The No. 14, another interlude, proves the longest of the set, Le conteur (The storyteller). We have four brief narratives: Le pecheur et le genni; Le palais enchante; Danse d’adolescents; Clair de lune sur les jardins, the titles of which point to The Arabian Nights and sequences from Stravinsky’s Le sacre du printemps. Broken-tone passages illuminate a hazy world of flesh and fantasy, a mix of Debussy and Bartok, Satie and Stravinsky. Magic and gamelan tones weave a luxurious tapestry of sound, soft bells and gongs, chimes and occult tambourines. The music can be percussive, but the patina Raat projects on his sonorous Steinway (rec. 11-12 August 2010) never becomes harsh or ugly.

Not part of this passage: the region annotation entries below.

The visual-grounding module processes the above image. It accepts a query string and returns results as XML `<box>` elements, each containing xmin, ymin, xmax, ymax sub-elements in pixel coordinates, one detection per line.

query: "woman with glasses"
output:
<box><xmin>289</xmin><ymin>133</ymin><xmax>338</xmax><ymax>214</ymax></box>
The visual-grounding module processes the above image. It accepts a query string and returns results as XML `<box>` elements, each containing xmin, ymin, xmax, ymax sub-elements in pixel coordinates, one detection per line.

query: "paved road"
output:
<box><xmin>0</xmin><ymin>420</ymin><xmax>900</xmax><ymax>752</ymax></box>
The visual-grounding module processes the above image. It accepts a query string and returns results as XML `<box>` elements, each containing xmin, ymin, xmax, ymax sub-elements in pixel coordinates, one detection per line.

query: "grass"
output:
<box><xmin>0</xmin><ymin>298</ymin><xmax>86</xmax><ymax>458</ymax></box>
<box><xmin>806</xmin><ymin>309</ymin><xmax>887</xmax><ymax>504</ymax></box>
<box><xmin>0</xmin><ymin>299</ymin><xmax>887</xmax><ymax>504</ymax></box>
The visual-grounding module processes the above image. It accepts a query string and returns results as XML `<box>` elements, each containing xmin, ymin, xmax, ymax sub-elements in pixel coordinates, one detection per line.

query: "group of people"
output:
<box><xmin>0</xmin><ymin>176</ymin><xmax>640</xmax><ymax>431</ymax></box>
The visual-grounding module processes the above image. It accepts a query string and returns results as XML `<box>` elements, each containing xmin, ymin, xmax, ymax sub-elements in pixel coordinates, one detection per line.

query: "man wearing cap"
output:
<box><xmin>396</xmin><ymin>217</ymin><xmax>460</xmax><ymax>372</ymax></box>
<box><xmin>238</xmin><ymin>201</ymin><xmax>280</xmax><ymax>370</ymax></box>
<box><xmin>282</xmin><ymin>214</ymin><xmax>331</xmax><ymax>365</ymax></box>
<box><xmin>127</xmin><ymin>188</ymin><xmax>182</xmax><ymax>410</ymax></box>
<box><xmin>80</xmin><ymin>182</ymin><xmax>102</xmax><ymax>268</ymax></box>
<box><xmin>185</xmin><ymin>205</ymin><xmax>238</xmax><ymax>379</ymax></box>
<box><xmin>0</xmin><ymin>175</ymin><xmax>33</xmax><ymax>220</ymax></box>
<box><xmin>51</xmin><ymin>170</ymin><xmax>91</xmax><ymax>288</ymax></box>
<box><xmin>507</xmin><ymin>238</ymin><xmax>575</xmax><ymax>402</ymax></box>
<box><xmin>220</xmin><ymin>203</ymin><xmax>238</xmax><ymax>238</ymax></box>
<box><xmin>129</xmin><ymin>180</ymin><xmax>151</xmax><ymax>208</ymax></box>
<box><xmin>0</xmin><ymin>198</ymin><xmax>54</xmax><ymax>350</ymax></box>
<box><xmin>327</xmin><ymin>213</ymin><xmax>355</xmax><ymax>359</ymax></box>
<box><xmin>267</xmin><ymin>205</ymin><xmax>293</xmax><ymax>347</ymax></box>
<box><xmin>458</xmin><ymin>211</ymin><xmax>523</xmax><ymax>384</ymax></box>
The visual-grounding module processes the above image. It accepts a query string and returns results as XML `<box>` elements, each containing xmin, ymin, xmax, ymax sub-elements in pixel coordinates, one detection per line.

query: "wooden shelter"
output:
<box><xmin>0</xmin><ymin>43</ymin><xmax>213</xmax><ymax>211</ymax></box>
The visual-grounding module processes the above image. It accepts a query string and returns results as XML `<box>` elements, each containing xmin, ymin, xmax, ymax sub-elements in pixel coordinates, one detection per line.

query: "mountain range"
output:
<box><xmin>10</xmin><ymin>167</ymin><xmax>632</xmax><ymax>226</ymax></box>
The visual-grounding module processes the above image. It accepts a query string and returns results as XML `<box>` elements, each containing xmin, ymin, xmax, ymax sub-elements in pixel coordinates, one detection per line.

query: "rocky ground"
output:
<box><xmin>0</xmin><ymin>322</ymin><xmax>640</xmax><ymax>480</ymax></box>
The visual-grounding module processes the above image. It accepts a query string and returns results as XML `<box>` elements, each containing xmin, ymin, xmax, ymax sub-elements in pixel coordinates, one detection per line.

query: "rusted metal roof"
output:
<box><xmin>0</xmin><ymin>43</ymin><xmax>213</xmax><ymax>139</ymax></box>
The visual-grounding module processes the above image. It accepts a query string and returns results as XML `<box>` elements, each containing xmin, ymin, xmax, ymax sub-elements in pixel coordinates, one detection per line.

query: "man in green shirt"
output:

The suite proper concludes with two more tone pictures, reminiscent of Ravel and Debussy, Gaspard de la Nuit and Le Cathedrale Engloutie: La paix du soir au cimitiere (Evening peace in the cemetery) and Derviches dans la nuit; Clair de lune sur la place deserte (Dervishes in the night; Moonlight on a deserted spot). What in Ravel plays as a gibbet becomes in Koechlin’s cemetery an etude in static motion whose harmonies and free rhythms verge on late Liszt. Typically, Koechlin’s fermatae last forever. The dervish dance presents a bass-heavy etude with explosive runs and thick layers of sound. The music breaks off to expose us to bare chards and ostinati like a clock chime, an oriental dappling of sound suggestive of opiates or reveries recalled by Coleridge or Proust. The caravans of the mind trek onward.